Le vrai problème du démarrage en freelance
Vous avez vos compétences. Vous avez peut-être même un portfolio. Mais vous regardez votre agenda vide et vous vous demandez comment trouver vos premiers clients sans réseau, sans recommandations, sans réputation établie.
La mauvaise nouvelle : il n'existe pas de raccourci magique. La bonne nouvelle : il existe une stratégie logique, et la plupart des gens qui "galèrent" font juste les choses dans le mauvais ordre.
Étape 0 : Clarifier votre positionnement avant de prospecter
Avant de chercher des clients, vous devez pouvoir répondre clairement à une question : "Vous faites quoi exactement, pour qui ?"
Pas "développeur web". Pas "consultant marketing". Quelque chose de précis comme "je construis des boutiques Shopify pour des marques de cosmétiques" ou "j'aide les cabinets d'avocats à structurer leur communication LinkedIn".
Plus c'est spécifique, plus c'est mémorisable. Plus c'est mémorisable, plus les recommandations fonctionnent. Le syndrome "je travaille pour tout le monde" est la principale raison pour laquelle les freelances ne décollent pas.

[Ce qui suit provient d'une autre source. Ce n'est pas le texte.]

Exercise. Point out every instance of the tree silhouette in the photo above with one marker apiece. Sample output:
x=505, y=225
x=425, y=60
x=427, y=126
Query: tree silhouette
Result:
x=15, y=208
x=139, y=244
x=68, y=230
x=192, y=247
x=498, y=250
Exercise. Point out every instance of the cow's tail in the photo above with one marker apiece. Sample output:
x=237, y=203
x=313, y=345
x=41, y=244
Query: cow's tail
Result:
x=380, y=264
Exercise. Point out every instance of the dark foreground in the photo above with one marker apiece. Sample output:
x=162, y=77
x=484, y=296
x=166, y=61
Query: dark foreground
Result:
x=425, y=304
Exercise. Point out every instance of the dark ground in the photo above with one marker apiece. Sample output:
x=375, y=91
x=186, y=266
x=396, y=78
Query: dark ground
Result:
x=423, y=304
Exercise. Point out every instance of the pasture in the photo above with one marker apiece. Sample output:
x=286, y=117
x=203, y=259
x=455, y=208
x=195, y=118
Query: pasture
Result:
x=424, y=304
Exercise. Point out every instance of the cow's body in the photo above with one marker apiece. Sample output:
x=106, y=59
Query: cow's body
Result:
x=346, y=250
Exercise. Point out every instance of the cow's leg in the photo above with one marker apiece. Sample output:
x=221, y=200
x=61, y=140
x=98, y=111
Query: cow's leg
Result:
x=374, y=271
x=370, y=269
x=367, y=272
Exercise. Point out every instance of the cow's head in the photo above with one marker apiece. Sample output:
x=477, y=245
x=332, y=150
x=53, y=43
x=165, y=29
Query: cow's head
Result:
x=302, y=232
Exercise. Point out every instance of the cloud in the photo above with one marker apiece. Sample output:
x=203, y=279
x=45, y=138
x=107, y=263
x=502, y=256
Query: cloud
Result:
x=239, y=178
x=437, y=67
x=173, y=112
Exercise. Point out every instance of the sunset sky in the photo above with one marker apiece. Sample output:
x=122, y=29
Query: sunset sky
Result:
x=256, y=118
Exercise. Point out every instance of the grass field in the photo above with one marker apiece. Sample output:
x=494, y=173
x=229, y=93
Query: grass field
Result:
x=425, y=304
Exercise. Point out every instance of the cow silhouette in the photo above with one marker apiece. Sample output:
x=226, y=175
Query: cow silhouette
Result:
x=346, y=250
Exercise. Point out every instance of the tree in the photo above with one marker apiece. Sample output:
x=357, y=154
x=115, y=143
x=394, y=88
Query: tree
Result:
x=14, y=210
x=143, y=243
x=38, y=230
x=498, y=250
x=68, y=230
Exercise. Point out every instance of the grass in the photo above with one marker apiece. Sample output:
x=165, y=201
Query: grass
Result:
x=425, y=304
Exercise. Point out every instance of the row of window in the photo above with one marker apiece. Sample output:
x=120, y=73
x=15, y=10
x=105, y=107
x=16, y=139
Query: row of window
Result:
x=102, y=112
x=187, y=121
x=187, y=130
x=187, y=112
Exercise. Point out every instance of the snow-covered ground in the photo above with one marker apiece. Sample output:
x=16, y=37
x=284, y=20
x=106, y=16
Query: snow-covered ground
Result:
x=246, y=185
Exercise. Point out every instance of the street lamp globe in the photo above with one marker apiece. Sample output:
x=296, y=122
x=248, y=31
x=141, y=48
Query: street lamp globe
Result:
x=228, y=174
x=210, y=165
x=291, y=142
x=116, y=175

Étape 1 : Activez votre réseau existant
La plupart des gens sous-estiment radicalement leur réseau. Avant de prospecter des inconnus, vous avez déjà accès à des dizaines de personnes qui vous connaissent, vous font confiance, et pourraient soit vous engager, soit vous recommander.
Ce que vous faites concrètement :
Listez 50 personnes : anciens collègues, camarades de promo, anciens managers, amis dans des postes de décision, contacts LinkedIn dormants. Envoyez un message personnalisé à chacun — pas un copier-coller de mass mailing, mais un vrai message qui rappelle le contexte de votre relation et explique votre activité.
Formule simple : "J'ai lancé mon activité de [X] il y a [durée]. Je travaille avec [type de clients] sur [type de projets]. Si tu entends parler d'un besoin dans ce domaine, je serais ravi qu'on en parle."
Ne demandez pas directement du travail. Demandez si vous pouvez être recommandé. C'est moins menaçant et souvent plus efficace.
Étape 2 : LinkedIn — la machine à visibilité passive
LinkedIn est la plateforme la plus sous-utilisée par les freelances débutants. Pas pour envoyer des messages froids en masse (ça ne marche pas), mais pour créer de la visibilité passive : des gens qui voient votre expertise régulièrement et pensent à vous quand le besoin arrive.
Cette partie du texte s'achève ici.